= Michael Les Benedict =

American historian

Michael Les Benedict is an American historian, who taught at Ohio State University from 1970 until his retirement in 2005. He received his B.A. and M.A. degrees from the University of Illinois and his PhD from Rice University. His expertise is principally in constitutional and legal history, civil rights and civil liberties, and the American Civil War and Reconstruction. Benedict brings a political science approach to his analysis of historical events. Benedict has contributed several works to the field of Civil War and Reconstruction studies including The Impeachment and Trial of Andrew Johnson (1973), A Compromise of Principle: Congressional Republicans and Reconstruction, 1863-1869 (1975), Fruits of Victory: Alternatives in Restoring the Union, 1865-1877 (1986), and, more recently, Preserving the Constitution: Essays on Politics and the Constitution in the Reconstruction Era (2006).

== Works ==

- Benedict, Michael Les, The Impeachment and Trial of Andrew Johnson (1973)
- Benedict, Michael Les, A Compromise of Principle: Congressional Republicans and Reconstruction (1975)
- Benedict, Michael Les, The Blessings of Liberty (1996, rev. ed. 2005)
- Benedict, Michael Les, Preserving the Constitution: Essays on Politics and the Constitution in the Reconstruction Era (2006)
- Benedict, Michael Les, Sources in American Constitutional History (1996) a companion volume
- Benedict, Michael Les, The Fruits of Victory: Alternatives in Restoring the Union, 1865-1877 (1975, rev. ed. 1986).
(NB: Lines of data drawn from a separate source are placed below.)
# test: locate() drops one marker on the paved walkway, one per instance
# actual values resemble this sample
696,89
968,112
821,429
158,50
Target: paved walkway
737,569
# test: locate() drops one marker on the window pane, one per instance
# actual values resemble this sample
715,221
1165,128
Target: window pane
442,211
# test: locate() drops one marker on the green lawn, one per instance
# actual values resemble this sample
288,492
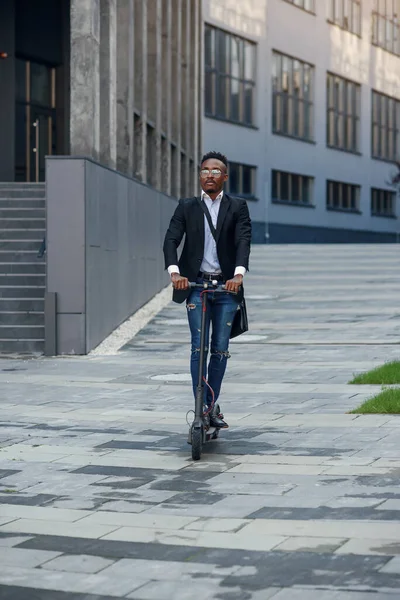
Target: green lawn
387,374
386,402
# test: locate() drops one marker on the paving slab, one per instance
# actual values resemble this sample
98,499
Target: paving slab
99,497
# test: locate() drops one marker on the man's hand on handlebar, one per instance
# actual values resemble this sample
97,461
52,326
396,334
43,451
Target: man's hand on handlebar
179,282
233,285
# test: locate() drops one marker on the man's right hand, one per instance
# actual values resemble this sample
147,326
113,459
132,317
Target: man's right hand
179,282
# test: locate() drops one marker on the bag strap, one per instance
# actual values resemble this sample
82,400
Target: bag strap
208,217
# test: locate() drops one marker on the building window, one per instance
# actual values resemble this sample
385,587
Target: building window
385,136
308,5
343,119
386,25
230,72
383,203
292,84
242,180
290,188
346,14
342,196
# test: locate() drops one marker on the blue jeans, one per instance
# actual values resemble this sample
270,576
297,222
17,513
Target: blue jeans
221,309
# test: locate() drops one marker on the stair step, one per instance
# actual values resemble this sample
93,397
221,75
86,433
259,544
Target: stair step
18,256
19,268
24,203
22,213
22,291
21,318
22,234
16,193
22,245
13,279
24,304
22,332
16,223
28,347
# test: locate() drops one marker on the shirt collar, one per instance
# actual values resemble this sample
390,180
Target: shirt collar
206,196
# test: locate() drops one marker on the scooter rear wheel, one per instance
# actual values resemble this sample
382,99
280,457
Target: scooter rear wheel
197,443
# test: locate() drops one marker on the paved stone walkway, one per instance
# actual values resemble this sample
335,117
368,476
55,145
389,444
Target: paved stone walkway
299,500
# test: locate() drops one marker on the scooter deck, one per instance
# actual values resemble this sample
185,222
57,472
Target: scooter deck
211,434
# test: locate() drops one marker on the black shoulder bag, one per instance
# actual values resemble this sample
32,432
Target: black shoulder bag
240,322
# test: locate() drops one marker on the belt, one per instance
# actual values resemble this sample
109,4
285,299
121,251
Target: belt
211,276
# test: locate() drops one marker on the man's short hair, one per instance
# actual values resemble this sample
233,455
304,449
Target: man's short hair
216,156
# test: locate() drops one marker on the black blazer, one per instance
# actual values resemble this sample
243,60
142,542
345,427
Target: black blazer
233,239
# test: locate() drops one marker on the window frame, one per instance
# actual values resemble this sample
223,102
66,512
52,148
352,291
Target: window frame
380,125
286,104
311,11
384,22
241,194
351,17
343,188
275,173
338,115
385,195
221,73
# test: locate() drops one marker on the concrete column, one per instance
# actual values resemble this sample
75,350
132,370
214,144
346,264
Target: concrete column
85,78
108,83
188,96
125,85
143,132
159,95
7,87
178,100
167,101
198,88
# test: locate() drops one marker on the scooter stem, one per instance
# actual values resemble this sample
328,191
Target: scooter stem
200,383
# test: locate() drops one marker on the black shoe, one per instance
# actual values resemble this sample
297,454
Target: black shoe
217,418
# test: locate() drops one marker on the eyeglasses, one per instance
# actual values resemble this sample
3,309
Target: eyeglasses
213,172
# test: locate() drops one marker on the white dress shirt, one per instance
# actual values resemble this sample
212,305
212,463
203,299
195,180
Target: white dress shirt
210,263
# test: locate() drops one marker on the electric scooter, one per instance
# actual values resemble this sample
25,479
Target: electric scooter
200,430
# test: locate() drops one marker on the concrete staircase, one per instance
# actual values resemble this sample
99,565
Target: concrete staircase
22,273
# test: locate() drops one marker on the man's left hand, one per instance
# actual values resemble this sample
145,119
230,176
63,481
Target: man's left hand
233,285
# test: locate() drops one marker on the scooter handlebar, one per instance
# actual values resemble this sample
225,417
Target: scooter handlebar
210,286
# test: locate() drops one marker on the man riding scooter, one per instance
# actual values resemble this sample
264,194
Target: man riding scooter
217,248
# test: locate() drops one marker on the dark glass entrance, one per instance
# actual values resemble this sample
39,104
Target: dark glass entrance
35,116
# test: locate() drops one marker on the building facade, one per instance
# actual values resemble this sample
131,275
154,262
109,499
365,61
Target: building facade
304,98
100,131
115,80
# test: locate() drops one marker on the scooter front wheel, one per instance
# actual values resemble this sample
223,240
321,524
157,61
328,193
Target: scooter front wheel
197,442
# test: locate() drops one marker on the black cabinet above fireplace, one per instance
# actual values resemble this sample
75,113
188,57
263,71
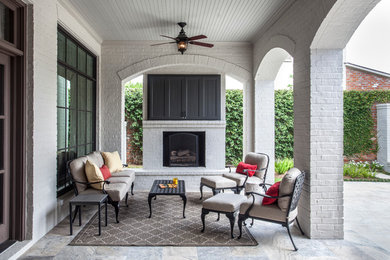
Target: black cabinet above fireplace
184,97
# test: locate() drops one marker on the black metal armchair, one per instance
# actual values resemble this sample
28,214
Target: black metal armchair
276,213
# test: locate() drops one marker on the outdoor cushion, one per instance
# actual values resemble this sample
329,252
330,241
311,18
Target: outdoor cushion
105,171
94,174
113,161
267,211
218,182
245,166
286,187
77,170
240,178
115,191
224,202
96,158
260,160
272,191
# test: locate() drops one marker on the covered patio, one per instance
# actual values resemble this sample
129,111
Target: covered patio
250,40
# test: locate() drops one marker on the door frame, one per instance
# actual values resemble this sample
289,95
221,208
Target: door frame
16,50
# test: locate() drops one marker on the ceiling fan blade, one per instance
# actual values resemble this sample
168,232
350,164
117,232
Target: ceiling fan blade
203,44
197,37
161,43
169,37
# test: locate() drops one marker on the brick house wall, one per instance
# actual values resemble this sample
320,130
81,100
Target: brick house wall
365,79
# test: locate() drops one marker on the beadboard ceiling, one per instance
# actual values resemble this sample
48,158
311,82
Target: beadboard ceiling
220,20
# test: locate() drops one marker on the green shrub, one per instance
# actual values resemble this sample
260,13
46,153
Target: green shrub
283,165
284,124
359,169
234,126
133,116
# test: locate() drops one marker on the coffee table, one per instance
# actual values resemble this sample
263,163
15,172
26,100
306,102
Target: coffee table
156,190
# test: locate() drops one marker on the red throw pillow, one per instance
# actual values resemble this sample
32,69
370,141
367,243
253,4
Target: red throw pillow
244,166
272,191
106,172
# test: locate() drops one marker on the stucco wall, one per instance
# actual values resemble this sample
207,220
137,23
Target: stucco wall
47,209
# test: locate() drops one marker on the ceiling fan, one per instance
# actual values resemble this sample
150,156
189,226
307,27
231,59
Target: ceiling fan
182,40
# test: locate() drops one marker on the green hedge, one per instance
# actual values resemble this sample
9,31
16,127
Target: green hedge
234,126
358,122
133,116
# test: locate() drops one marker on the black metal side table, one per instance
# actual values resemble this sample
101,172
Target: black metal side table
88,199
156,190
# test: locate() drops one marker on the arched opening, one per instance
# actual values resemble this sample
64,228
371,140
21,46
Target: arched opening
268,74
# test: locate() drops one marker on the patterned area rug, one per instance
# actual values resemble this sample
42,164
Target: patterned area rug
167,227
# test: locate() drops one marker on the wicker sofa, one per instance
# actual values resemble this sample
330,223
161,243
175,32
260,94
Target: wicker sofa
117,186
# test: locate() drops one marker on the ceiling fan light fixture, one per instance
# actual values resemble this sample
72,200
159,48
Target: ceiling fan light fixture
182,46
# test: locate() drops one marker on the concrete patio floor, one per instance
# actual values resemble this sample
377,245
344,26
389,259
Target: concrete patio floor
367,236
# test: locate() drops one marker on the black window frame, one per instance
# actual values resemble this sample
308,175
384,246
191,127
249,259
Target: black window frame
66,153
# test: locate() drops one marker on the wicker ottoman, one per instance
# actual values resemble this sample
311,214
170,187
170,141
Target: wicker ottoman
226,203
216,184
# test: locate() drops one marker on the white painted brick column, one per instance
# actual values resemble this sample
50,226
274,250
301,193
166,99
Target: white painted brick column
318,143
265,123
383,128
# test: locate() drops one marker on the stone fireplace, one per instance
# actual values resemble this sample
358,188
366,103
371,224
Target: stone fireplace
184,149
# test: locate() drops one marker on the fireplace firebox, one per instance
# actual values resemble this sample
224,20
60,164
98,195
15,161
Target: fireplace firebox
184,149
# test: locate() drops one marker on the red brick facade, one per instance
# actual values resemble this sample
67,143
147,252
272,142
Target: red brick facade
365,79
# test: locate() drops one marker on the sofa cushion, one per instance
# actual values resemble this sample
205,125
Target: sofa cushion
113,161
241,167
105,171
272,191
261,160
286,187
96,158
116,191
94,174
77,169
272,212
240,178
225,202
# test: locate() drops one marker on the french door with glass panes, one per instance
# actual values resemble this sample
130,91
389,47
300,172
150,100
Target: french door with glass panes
4,147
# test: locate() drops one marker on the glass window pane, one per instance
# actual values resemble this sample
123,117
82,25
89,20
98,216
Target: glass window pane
89,149
72,127
6,23
82,60
1,144
89,127
90,66
81,128
61,162
81,150
61,46
82,89
61,128
1,89
61,86
71,81
71,53
90,95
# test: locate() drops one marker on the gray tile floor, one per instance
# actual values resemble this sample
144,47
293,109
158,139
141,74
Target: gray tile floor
367,236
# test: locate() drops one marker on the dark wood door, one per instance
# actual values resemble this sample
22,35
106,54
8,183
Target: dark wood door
4,147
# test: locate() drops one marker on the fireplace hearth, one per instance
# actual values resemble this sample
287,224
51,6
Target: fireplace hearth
184,149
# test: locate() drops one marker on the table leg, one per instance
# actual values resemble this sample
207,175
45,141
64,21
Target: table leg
150,204
184,198
100,228
105,203
70,218
80,215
A reader in Reconstruction History
- Benedict, Michael Les, American Historical Association's bicentennial essay on the history of American civil liberty, Civil Rights and Liberties (1987)
- Benedict, Michael Les, co-editor The History of Ohio Law (2004).
- Benedict, Michael Les (2011). "Constitutional politics, constitutional law, and the Thirteenth Amendment" Pdf.